=============
dedup
=============

.. rubric:: Table of contents

.. contents::
   :local:
   :depth: 2


Description
============
| Using ``dedup`` command to remove identical document defined by field from the search result.


Syntax
============
dedup [int] <field-list> [keepempty=<bool>] [consecutive=<bool>]


* int: optional. The ``dedup`` command retains multiple events for each combination when you specify <int>. The number for <int> must be greater than 0. If you do not specify a number, only the first occurring event is kept. All other duplicates are removed from the results. **Default:** 1
* keepempty: optional. if true, keep the document if the any field in the field-list has NULL value or field is MISSING. **Default:** false.
* consecutive: optional. If set to true, removes only events with duplicate combinations of values that are consecutive. **Default:** false.
* field-list: mandatory. The comma-delimited field list. At least one field is required.

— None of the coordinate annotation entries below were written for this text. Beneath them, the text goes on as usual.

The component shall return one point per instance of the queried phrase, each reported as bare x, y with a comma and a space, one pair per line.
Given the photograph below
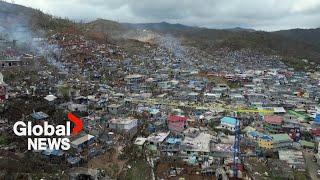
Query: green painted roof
280, 138
306, 143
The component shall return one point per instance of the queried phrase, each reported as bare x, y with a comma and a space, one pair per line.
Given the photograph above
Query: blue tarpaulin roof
173, 140
317, 119
229, 120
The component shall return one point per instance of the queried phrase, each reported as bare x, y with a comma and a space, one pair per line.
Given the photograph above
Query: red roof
173, 118
273, 119
315, 132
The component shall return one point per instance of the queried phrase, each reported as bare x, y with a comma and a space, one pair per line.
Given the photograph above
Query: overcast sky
257, 14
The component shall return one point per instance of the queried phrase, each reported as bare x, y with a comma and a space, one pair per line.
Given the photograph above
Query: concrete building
229, 123
127, 126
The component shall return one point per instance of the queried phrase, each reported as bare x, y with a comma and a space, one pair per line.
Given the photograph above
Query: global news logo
47, 136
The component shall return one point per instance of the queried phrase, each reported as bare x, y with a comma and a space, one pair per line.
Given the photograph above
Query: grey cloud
265, 15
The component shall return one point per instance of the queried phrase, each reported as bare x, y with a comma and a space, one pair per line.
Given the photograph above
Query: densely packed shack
172, 111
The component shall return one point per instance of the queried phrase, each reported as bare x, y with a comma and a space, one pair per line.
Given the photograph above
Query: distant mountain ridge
293, 44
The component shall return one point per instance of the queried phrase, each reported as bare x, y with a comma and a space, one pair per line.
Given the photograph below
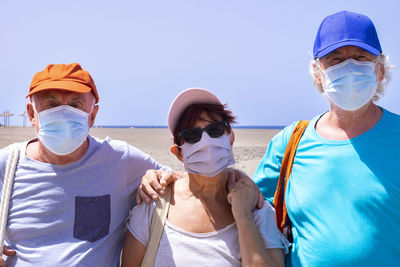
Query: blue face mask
350, 84
63, 129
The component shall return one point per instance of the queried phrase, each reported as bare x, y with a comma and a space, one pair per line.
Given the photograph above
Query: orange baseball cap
69, 77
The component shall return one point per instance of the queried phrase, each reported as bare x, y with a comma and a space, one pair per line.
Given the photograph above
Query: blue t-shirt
343, 197
74, 214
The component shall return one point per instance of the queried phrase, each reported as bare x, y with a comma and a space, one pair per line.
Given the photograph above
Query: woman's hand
153, 183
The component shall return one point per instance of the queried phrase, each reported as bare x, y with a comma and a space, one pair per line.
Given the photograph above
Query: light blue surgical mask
63, 129
350, 84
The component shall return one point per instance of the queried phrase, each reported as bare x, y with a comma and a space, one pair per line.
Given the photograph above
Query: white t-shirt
220, 248
73, 214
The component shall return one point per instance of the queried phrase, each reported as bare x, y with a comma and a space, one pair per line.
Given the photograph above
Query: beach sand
248, 149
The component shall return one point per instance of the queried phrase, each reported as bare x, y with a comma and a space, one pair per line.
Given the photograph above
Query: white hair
380, 90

Example 1: Dedup by one field
=============================

The example show dedup the document with gender field.

PPL query::

    os> source=accounts | dedup gender | fields account_number, gender;
    fetched rows / total rows = 2/2
    +------------------+----------+
    | account_number   | gender   |
    |------------------+----------|
    | 1                | M        |
    | 13               | F        |
    +------------------+----------+

Example 2: Keep 2 duplicates documents
======================================

The example show dedup the document with gender field keep 2 duplication.

PPL query::

    os> source=accounts | dedup 2 gender | fields account_number, gender;
    fetched rows / total rows = 3/3
    +------------------+----------+
    | account_number   | gender   |
    |------------------+----------|
    | 1                | M        |
    | 6                | M        |
    | 13               | F        |
    +------------------+----------+

Example 3: Keep or Ignore the empty field by default
============================================

The example show dedup the document by keep null value field.

PPL query::

    os> source=accounts | dedup email keepempty=true | fields account_number, email;
    fetched rows / total rows = 4/4
    +------------------+-----------------------+
    | account_number   | email                 |
    |------------------+-----------------------|
    | 1                | amberduke@pyrami.com  |
    | 6                | hattiebond@netagy.com |
    | 13               | null                  |
    | 18               | daleadams@boink.com   |
    +------------------+-----------------------+


The example show dedup the document by ignore the empty value field.

PPL query::

    os> source=accounts | dedup email | fields account_number, email;
    fetched rows / total rows = 3/3
    +------------------+-----------------------+
    | account_number   | email                 |
    |------------------+-----------------------|
    | 1                | amberduke@pyrami.com  |
    | 6                | hattiebond@netagy.com |
    | 18               | daleadams@boink.com   |
    +------------------+-----------------------+


Example 4: Dedup in consecutive document
=========================================

The example show dedup the consecutive document.

PPL query::

    os> source=accounts | dedup gender consecutive=true | fields account_number, gender;
    fetched rows / total rows = 3/3
    +------------------+----------+
    | account_number   | gender   |
    |------------------+----------|
    | 1                | M        |
    | 13               | F        |
    | 18               | M        |
    +------------------+----------+

Limitation
==========
The ``dedup`` command is not rewritten to OpenSearch DSL, it is only executed on the coordination node.